Soderberg, Woods, Open Justice Baltimore and Baltimore Action Legal Team submitted letters to Pierson in early May notifying the court of their intention to disseminate recordings of proceedings and stating their belief that the First Amendment authorized them to do so, according to the complaint. The court did not respond to the letter.
Similarly, Qiana Johnson, the founder of Life After Release, notified Prince George’s County Circuit Administrative Judge Sheila R. Tillerson Adams of plans to use court recordings and received no response.
The case is Brandon Soderberg et al. v. Hon. W. Michel Pierson et al., 1:19-cv-01559.

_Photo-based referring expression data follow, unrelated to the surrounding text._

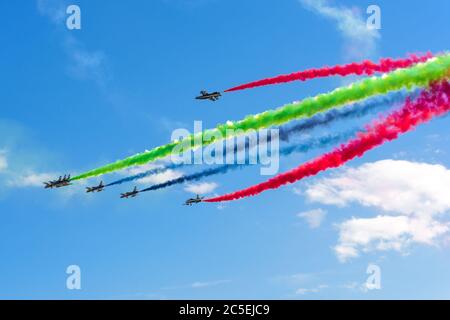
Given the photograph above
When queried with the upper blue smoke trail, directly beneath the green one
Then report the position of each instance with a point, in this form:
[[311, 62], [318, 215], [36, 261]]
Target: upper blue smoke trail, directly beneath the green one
[[354, 110]]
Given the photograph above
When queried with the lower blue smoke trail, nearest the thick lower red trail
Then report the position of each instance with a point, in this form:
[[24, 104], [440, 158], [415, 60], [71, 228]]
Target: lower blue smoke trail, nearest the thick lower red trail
[[303, 147]]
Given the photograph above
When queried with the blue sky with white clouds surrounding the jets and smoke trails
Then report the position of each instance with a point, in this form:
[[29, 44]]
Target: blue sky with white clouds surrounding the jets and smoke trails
[[74, 100]]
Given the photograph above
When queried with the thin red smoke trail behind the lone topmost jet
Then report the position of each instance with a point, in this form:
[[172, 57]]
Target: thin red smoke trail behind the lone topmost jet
[[366, 67]]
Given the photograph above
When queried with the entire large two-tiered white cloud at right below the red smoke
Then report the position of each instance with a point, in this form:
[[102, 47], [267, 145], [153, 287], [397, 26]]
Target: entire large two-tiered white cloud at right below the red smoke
[[412, 195]]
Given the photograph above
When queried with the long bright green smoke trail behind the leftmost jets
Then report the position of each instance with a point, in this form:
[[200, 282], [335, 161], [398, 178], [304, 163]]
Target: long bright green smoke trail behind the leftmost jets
[[418, 75]]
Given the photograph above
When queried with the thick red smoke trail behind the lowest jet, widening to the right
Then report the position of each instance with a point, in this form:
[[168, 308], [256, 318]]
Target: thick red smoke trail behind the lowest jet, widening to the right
[[431, 103]]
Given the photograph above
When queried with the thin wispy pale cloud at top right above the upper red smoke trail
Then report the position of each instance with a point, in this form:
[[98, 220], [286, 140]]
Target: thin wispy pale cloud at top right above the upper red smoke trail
[[360, 41]]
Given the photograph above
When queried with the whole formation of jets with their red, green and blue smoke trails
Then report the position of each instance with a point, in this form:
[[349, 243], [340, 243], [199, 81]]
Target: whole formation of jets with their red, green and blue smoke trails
[[416, 89]]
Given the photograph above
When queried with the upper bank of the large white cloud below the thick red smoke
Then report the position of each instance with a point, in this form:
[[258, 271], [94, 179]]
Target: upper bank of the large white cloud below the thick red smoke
[[392, 185]]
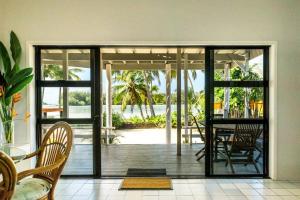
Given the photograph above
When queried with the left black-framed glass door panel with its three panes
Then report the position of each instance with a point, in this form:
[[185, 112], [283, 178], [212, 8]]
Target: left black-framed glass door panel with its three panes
[[65, 85]]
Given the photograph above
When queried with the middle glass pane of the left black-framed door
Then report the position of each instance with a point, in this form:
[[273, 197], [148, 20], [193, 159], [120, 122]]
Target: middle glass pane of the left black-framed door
[[72, 102]]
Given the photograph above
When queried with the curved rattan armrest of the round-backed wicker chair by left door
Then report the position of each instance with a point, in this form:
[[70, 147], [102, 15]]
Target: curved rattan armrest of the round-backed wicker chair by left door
[[40, 170]]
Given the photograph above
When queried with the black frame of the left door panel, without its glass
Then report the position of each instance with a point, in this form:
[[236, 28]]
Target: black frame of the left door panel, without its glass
[[93, 83]]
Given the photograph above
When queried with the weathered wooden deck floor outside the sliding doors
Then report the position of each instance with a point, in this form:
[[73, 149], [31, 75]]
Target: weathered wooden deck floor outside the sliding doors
[[116, 159]]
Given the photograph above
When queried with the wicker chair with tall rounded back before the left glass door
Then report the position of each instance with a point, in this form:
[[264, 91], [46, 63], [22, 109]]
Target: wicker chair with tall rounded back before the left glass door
[[51, 158]]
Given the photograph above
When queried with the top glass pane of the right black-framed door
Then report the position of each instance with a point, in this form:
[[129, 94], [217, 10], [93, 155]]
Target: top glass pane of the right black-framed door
[[238, 64]]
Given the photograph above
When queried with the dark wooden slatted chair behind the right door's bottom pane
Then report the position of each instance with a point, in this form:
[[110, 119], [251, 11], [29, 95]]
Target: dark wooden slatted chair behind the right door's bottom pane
[[243, 145]]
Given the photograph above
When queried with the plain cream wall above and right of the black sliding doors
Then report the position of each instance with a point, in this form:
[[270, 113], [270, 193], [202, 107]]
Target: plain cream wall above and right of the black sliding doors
[[176, 20]]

ICAP attorneys are also suing Pierson in state court on behalf of a reporter and blogger who says the Baltimore City Circuit Court “abruptly stopped processing requests for recordings from members of the public” by administrative order.
The lawsuit is a petition for writ of mandamus directing the court reporter to provide the recording or, alternatively, a complaint for injunctive relief precluding the court reporter and Pierson from relying on the administrative order.